Andere Gründe spielen für die Ablehnung eine geringere Rolle: Der Zahlungsverkehr bei Internet-Bestellungen scheint 34,8 Prozent der Befragten zu unsicher. Und dass vermeintliche Preisvorteile durch hohe Versandkosten und zum Teil unzumutbar lange Lieferzeiten mehr als relativiert werden, hat ein Drittel erkannt. Schließlich befürchten 44,1 Prozent, von unseriösen Geschäftemachern übervorteilt zu werden.
Internet ja, aber nicht für Arzneiversand
Insgesamt zeigt die Umfrage, dass die deutsche Bevölkerung einerseits die Möglichkeiten des Internets durchaus zu schätzen weiß, dass aber andererseits erhebliche Bedenken gegen eine unkritische Nutzung bestehen, die sich im konkreten Fall in einer klaren Ablehnung des Versandhandels von Arzneimitteln niederschlagen.

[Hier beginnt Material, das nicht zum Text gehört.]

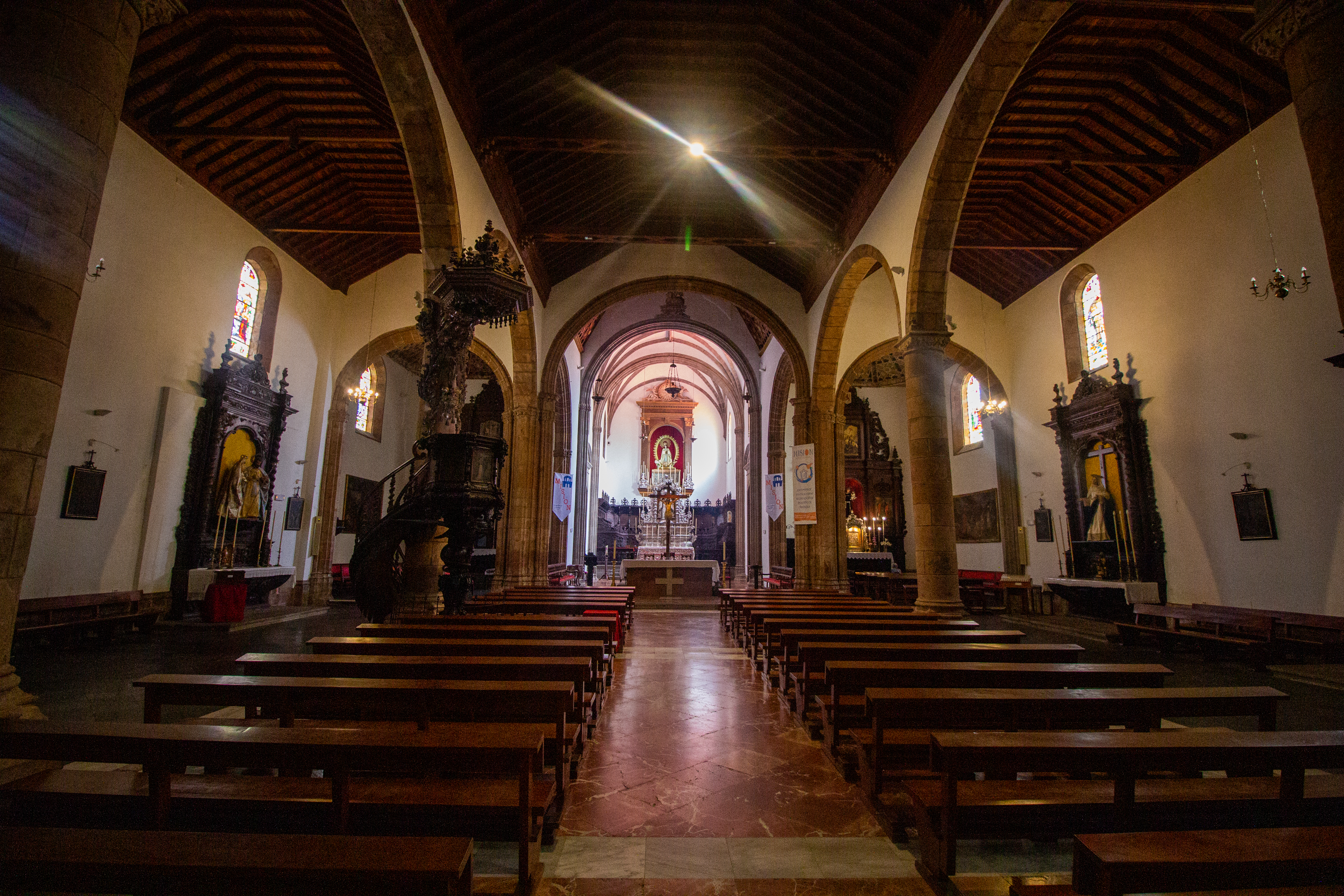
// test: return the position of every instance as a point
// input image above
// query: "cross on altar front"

Die Umfrage-Ergebnisse stehen somit auch im Einklang mit Erkenntnissen, zu denen beispielsweise die Weltgesundheitsorganisation (WHO) gelangt ist. Sie warnte schon vor einiger Zeit vor den lebensgefährlichen Folgen, die auftreten können, wenn unseriöse Internet-Anbieter gefälschte oder verunreinigte Medikamente anbieten oder Arzneimittel mit falschen Heilversprechen empfehlen, indem sie die eigentliche Indikation ignorieren und etwa Schilddrüsenhormone als Schlankheitsmittel verkaufen. Von den über 750 nachgewiesenen und dokumentierten Arzneimittelfälschungen sind ein großer Teil über das Internet vertrieben worden.
Wer trotz aller Warnungen und Bedenken dennoch Medikamente via Internet beziehen will, sollte schließlich auch bedenken, dass er sich in vielen Fällen auch juristisch gesehen auf dünnes Eis begibt. Nicht nur, dass Versandhandel mit Arzneimitteln in Deutschland grundsätzlich verboten ist, kann es im Einzelfall sogar vorkommen, dass Medikamente geordert werden, die bei uns überhaupt nicht zugelassen und damit generell nicht verkehrsfähig sind. Wenn der Zoll eine Sendung als rechtswidrigen Import beschlagnahmt, hat in jedem Fall der Besteller den Ärger. Der liefernde Internet-Versender - meist mit einer exotischen Adresse in Übersee - ist kaum zu belangen. Auch so gesehen ist der Gang zur heimischen Apotheke allemal die bessere Alternative.